NEW YORK — Union contracts for 40,000 AT&T workers expired at midnight, but a strike was averted with officials saying early Sunday that talks were continuing.

Though expiration of the deadline left the Communications Workers of America free to call a walkout, spokeswoman Candice Johnson said employees would report for work without a contract.

"Workers are keeping their option to strike open," she said.

AT&T spokesman Marty Richter also said talks were ongoing. He said earlier that the company has been planning for the possibility for a strike for two years, and managers and vendors will step in to keep service running if there is one.

At issue in the negotiations are job protection clauses and health care premiums and co-payments. AT&T says it wants employees to shoulder more of their growing health care costs and more leeway to downsize its shrinking landline operations. Some of its workers have contracts that guarantee them job offers at different parts of the company if they're laid off.

Union organizers point to the overall financial health of the company, which posted a profit of $4 billion for last year.

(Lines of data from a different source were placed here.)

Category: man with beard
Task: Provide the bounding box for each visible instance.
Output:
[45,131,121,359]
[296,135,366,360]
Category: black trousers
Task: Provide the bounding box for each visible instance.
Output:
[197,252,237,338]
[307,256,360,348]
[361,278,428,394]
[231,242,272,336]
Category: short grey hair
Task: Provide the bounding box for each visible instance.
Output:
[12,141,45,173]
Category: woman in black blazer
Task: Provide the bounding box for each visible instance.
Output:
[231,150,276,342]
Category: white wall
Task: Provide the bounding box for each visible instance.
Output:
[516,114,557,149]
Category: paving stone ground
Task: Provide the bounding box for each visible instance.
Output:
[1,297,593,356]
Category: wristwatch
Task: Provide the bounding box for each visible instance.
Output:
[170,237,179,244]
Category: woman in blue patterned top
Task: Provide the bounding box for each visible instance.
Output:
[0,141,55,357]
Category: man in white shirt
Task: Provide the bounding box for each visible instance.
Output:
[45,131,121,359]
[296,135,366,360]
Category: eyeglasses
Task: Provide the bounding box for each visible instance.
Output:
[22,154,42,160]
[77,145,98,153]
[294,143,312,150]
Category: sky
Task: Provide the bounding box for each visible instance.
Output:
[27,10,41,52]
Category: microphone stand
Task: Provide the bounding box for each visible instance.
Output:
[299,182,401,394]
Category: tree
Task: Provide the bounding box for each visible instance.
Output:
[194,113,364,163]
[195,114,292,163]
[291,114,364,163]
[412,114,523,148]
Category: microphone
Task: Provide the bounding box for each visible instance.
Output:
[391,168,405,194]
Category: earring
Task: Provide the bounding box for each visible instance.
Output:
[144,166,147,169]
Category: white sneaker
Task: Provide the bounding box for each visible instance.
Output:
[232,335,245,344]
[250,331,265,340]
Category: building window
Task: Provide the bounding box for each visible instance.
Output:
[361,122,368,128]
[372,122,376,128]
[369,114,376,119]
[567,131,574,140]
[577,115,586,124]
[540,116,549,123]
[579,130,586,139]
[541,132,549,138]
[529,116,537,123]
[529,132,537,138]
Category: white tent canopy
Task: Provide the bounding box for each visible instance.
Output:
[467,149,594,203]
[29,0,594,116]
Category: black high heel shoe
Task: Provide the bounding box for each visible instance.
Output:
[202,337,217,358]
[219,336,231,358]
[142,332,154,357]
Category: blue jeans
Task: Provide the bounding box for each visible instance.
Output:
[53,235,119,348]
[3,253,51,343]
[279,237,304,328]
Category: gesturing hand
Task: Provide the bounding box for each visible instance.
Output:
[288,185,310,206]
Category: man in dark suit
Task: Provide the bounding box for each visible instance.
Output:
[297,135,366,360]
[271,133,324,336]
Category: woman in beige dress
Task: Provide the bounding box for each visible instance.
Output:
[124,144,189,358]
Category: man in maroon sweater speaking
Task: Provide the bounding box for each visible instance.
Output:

Four separate contracts in eastern, Midwestern and Western areas covering some 40,000 workers in total expired.

The workers are on the shrinking local-phone and long-haul data side of the business.

Three years ago, the parties kept talking past the contract expiration, and reached agreements without a strike.

Dallas-based AT&T Inc. is the country's largest employer of unionized workers. About 140,000 of its 256,000 employees are union members.